Zero Trust Matutity Model by CISA

Introduction
The Cybersecurity and Infrastructure Security Agency (CISA) leads the nation’s effort to understand, manage, and reduce cybersecurity risk, including by supporting Federal Civilian Executive Branch agencies in evolving and operationalizing cybersecurity programs and capabilities. CISA’s Zero Trust Maturity Model (ZTMM) provides an approach to achieve continued modernization efforts related to zero trust within a rapidly evolving environment and technology landscape. This ZTMM is one of many paths that an organization can take in designing and implementing their transition plan to zero trust architectures in accordance with Executive Order (EO) 14028 “Improving the Nation’s Cybersecurity” § (3)(b)(ii),1 which requires that agencies develop a plan to implement a Zero Trust Architecture (ZTA). While the ZTMM is specifically tailored for federal agencies as required by EO 14028, all organizations should review and consider adoption of the approaches outlined in this document.
Current Environment
Recent cyber incidents2,3 have highlighted the broad challenges of ensuring effective cybersecurity across the federal government, as with many large enterprises, and demonstrate that “business as usual” approaches are no longer sufficient to defend the nation from cyber threats. In leading the national effort to understand, manage, and reduce cyber risks, CISA must meet new challenges to safeguard the federal civilian executive branch using a clear, actionable, and risk-informed approach. Adequate cyber defense against emerging threats requires increased speed and agility to outpace adversaries by substantially increasing costs to threat actors and improving durability and resiliency to quickly recover to full operational capability.
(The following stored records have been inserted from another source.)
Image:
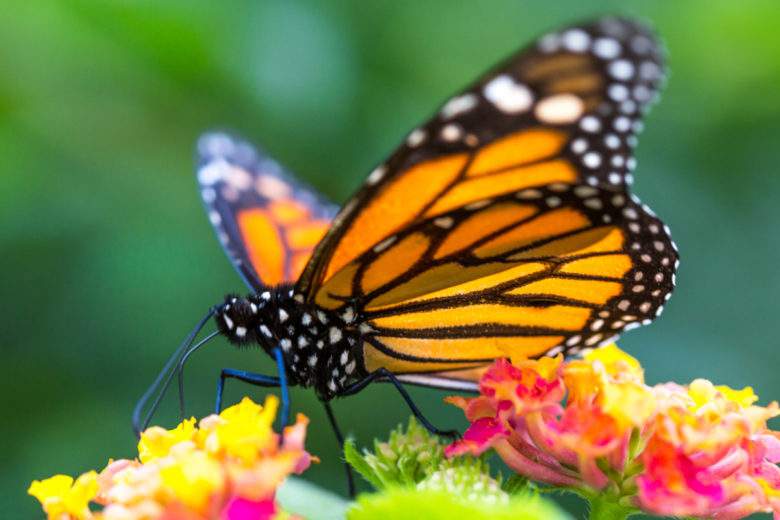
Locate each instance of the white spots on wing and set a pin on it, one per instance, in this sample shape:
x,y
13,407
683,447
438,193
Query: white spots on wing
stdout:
x,y
451,132
606,48
416,137
593,203
459,105
209,195
590,124
444,222
348,315
507,95
559,109
529,194
617,92
592,160
377,174
575,40
477,205
579,145
585,191
621,69
384,244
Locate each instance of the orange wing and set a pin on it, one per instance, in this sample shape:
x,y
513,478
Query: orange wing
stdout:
x,y
267,221
504,226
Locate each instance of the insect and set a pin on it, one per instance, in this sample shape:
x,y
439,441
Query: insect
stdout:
x,y
503,226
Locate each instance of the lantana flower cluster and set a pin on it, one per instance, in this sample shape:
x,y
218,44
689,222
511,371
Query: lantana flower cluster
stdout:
x,y
226,467
594,426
CISA’s cybersecurity mission is to defend and secure cyberspace by leading national efforts to drive and enable effective national cyber defense, enhance resilience of national critical functions, and advance a robust technology ecosystem. CISA plays a critical role in maintaining cyber situational awareness across FCEB agencies; securing the .gov domain; and aiding federal civilian agencies, critical infrastructure owners and operators, as well as industry partners in managing major cyber incidents. While CISA maintains capabilities to defend against and mitigate known or suspected cyber threats, an evolving threat landscape and the adoption of new and emerging technologies pose challenges.
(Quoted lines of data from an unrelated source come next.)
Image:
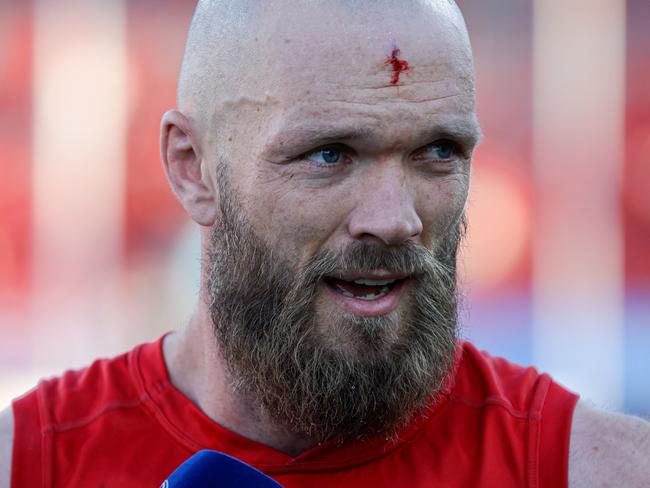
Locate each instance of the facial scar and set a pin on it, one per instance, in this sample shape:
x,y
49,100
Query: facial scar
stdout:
x,y
398,65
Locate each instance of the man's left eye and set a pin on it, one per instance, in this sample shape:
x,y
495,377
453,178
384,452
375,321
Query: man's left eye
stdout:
x,y
442,150
326,155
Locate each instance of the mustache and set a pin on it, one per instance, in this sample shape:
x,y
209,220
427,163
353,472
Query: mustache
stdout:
x,y
409,258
EO 14028 marked a renewed commitment to and prioritization of federal cybersecurity modernization. Among other policy mandates, EO 14028 embraced zero trust as the desired security model for the federal government and called for FCEB agencies to develop plans to implement ZTAs. A typical plan will assess an agency’s current cybersecurity state and plan for a fully implemented ZTA. As the lead agency on federal cybersecurity and risk reduction, CISA’s ZTMM assists agencies in development of their zero trust strategies and continued evolution of their implementation plans and presents ways in which various CISA services can support zero trust solutions across agencies.